Tag Archives: Nvidia

Fast Salsa20 crypto using CUDA

English: NVIDIA GeForce 6600GT AGP with GPU De...

English: NVIDIA GeForce 6600GT AGP with GPU Deutsch: NVIDIA GeForce 6600GT AGP ohne Kühlkörper mit GPU und AGP-Wandlerchip (Photo credit: Wikipedia)

I was playing with some GPU stuff for the past week and decided to try out some crypto on a GPU. There is existing code that ports various hash functions and AES encryption to GPU and there is one port of eSTREAM Ciphers including Salsa20 to GPU (See references) that I found later. However I wanted to experiment myself in any case. By GPU here I mean specifically Nvidia CUDA. AMD supports OpenCL, has a Stream SDK and also has APUs. It will be interesting to try those out but that is for another day.

Salsa20 is designed to provide very fast software encryption performance without compromising on security aspects even when compared to AES. Optimized implementations exist for different platforms like x86 and ARM. The x86 code uses SSSE3 vector instructions.

I have low-end GPU at my disposal on my laptop. It is a Geforce GT 230M with 1GB onboard RAM and 48 CUDA cores (6 Multiprocessors)  clocked at 1.1 GHz. It only supports CUDA capability 1.2.

For the GPU port I started with the reference C code and focused on the CTR mode Salsa20 since it is embarrassingly parallel. Each block can be processed independently of the other. Very soon I had a working kernel function that mapped one Salsa20 64-byte block to one CUDA thread. It worked but was only 32% faster than the reference C implementation. This is hardly anything. The SSSE3 optimized version is about 245% faster than the reference code. Clearly I was not using the GPU properly as even this low-end GPU will not be so bad. The initial metrics looked like the following:

===== 1st Try =====
Vector Encryption
Initializing input data
Allocating device buffer
Copying buffer to device
Invoking kernel
Copying buffer back to host memory
Verifying result
Data transfer time    : 268.483002 msec
GPU computation time  : 1093.133057 msec
CPU computation time  : 1628.641448 msec
[vectorAdd] test results...
PASSED

I was using a 244MB buffer with 4000000 Salsa20 blocks of 64-byte each. I am only considering whole blocks for the GPU since it is easier to process the last leftover bytes on the CPU.
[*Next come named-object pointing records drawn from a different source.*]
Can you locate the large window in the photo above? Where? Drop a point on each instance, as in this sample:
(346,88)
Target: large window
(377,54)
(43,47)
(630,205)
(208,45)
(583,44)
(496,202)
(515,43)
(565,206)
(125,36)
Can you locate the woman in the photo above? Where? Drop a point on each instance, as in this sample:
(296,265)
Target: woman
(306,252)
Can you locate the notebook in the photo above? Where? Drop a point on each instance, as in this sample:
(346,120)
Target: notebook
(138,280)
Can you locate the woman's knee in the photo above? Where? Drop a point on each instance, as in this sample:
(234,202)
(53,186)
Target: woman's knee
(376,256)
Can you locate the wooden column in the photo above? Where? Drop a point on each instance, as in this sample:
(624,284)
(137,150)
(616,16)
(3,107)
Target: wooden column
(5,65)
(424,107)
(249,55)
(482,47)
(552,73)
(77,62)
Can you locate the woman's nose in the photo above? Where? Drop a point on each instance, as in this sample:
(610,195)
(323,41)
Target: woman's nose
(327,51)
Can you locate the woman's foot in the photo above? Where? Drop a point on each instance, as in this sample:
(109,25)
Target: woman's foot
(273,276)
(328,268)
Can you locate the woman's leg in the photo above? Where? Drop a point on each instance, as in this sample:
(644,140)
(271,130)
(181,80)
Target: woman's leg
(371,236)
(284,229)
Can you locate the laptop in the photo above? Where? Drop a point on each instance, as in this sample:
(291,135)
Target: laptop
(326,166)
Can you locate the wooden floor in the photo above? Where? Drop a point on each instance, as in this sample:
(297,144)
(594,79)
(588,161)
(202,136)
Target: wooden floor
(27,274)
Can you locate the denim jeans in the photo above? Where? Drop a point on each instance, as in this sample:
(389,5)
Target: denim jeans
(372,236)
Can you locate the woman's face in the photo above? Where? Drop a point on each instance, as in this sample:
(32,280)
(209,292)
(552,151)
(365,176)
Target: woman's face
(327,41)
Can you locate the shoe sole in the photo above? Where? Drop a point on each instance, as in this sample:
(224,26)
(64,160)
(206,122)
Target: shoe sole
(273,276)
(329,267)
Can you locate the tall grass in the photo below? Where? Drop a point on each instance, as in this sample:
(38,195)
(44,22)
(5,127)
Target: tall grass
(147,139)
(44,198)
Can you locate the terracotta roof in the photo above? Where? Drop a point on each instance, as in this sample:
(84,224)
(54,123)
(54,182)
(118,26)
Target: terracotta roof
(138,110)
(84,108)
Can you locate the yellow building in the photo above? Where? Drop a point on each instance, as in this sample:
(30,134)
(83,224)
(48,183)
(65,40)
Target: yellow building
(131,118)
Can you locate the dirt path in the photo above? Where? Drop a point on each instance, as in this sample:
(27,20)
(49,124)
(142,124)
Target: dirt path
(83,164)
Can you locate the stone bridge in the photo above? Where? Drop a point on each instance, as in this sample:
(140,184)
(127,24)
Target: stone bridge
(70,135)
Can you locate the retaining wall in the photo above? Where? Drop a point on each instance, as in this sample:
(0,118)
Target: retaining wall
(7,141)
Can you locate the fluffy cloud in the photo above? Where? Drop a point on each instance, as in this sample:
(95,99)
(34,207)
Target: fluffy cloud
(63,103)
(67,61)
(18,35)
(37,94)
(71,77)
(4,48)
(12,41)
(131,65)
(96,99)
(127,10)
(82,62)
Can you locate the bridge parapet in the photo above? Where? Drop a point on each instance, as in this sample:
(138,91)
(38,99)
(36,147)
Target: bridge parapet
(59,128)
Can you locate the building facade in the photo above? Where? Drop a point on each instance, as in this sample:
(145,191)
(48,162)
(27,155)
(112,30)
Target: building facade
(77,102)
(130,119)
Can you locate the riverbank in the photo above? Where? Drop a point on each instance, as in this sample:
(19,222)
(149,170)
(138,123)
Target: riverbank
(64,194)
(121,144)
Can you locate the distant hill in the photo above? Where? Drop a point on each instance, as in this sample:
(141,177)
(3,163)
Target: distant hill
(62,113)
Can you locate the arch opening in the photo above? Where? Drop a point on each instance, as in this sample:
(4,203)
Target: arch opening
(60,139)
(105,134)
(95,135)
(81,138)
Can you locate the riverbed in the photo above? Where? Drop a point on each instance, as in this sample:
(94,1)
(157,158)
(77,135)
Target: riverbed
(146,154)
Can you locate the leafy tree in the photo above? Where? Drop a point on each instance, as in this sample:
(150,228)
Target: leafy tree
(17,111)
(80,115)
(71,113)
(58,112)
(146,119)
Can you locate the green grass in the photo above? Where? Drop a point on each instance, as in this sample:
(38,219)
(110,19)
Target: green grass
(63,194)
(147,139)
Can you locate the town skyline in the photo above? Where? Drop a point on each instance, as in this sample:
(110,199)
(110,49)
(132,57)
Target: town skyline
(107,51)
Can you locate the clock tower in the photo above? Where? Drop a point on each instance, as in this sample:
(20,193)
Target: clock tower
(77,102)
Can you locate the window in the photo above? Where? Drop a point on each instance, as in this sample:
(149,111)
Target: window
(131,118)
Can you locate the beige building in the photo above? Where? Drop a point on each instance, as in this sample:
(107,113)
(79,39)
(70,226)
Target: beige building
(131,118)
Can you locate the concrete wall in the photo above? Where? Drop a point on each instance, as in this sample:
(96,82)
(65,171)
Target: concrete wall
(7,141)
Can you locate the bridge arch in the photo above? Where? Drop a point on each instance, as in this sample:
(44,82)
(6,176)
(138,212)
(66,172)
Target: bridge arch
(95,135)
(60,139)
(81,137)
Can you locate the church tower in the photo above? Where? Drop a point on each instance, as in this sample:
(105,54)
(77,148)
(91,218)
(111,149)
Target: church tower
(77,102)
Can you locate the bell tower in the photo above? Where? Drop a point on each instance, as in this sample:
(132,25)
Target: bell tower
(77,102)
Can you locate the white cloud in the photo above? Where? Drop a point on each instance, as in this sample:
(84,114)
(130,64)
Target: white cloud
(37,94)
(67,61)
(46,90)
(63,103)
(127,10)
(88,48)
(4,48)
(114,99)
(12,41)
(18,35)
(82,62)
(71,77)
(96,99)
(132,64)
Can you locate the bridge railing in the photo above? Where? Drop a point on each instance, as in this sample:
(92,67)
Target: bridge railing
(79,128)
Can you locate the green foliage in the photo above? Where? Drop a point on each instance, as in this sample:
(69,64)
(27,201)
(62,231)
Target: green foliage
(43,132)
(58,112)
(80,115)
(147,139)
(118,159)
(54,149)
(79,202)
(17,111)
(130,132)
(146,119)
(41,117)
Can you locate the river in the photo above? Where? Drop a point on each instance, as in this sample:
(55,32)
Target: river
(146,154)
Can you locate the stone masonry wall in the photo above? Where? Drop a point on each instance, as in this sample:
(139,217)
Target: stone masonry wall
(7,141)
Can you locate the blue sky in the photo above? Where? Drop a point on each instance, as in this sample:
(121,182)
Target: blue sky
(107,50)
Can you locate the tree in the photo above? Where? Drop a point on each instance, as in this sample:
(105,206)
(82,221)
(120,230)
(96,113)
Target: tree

I started reading the CUDA C best practices guide, and various other related presentations. Then I spent some time with the Nsight and nvprof utilities and a few things became quite apparent:

  1. Having local arrays in the function stack meant that they will be in local memory which is relatively slow to access. One needs to use shared memory for this purpose.
  2. I was accessing global memory byte by byte in a loop when doing the XORs. This is very bad for memory bandwidth.
  3. Processing only one block per CUDA thread wastes compute capability since Salsa20 compute overhead is extremely low compared to the memory access. the whole process is more memory access bound rather than compute bound.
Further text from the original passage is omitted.